The ElGamal implementation in Crypto++ through 8.5 allows plaintext recovery due to a vulnerability in the interaction between two cryptographic libraries. The issue (CVE-2021-40530) was discovered in September 2021 and affects the way certain combinations of parameters - including the prime defined by the receiver's public key, the generator defined by the receiver's public key, and the sender's ephemeral exponents - can lead to a cross-configuration attack against OpenPGP (CVE Details, IBM Research).

The vulnerability stems from dangerous combinations of ElGamal parameters in cross-library interactions. When certain configurations of prime modulus, group generator, and short ephemeral exponents are used together, it enables plaintext recovery attacks. The attack specifically targets scenarios where one library acts as a sender and another as a receiver with specific mathematical properties in their public keys. The vulnerability is particularly severe when GPG (Libgcrypt) or Crypto++ act as senders to certain types of receiver keys (IBM Research).

The vulnerability allows attackers to recover encrypted plaintexts when specific combinations of sender and receiver software are used.
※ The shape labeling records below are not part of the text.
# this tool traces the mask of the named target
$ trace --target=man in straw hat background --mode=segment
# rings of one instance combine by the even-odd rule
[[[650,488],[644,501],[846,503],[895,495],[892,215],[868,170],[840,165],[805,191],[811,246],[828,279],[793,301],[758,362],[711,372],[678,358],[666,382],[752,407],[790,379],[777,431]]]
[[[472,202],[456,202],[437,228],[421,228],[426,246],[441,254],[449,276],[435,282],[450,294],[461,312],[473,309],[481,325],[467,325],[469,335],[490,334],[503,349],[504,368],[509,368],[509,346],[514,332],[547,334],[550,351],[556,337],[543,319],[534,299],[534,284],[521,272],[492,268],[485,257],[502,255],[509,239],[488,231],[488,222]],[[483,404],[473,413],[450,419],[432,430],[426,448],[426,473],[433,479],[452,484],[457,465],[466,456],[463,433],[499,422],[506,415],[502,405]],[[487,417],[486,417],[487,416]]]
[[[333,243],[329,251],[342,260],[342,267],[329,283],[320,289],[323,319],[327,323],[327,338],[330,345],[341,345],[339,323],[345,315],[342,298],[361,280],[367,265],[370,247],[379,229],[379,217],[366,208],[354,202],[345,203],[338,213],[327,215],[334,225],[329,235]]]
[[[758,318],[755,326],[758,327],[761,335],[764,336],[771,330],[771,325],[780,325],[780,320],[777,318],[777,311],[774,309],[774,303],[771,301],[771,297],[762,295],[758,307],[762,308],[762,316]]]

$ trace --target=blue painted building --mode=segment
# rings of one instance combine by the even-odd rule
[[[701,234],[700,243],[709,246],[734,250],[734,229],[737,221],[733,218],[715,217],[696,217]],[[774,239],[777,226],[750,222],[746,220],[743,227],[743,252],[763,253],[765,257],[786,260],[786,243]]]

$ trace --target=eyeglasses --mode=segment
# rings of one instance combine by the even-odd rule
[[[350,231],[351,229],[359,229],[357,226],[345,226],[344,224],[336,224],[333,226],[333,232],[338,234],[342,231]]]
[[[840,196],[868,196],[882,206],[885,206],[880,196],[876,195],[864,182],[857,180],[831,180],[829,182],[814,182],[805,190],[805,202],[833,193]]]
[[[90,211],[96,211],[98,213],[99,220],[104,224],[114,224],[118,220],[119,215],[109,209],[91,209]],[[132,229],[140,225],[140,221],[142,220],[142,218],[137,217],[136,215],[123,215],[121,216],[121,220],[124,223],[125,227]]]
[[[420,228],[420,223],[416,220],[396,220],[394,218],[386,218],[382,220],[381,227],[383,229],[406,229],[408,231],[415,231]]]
In some cases, the attack can be executed in just a few hours on commodity hardware. While the total number of affected registered public keys is relatively small (around 2,132), the actual impact could be larger due to unregistered keys (IBM Research).

The vulnerability was addressed in Crypto++ version 8.6.0. Users are advised to update to this version or later. For Fedora users, security updates were released for versions 33, 34, and 35 to address this vulnerability (Fedora Update).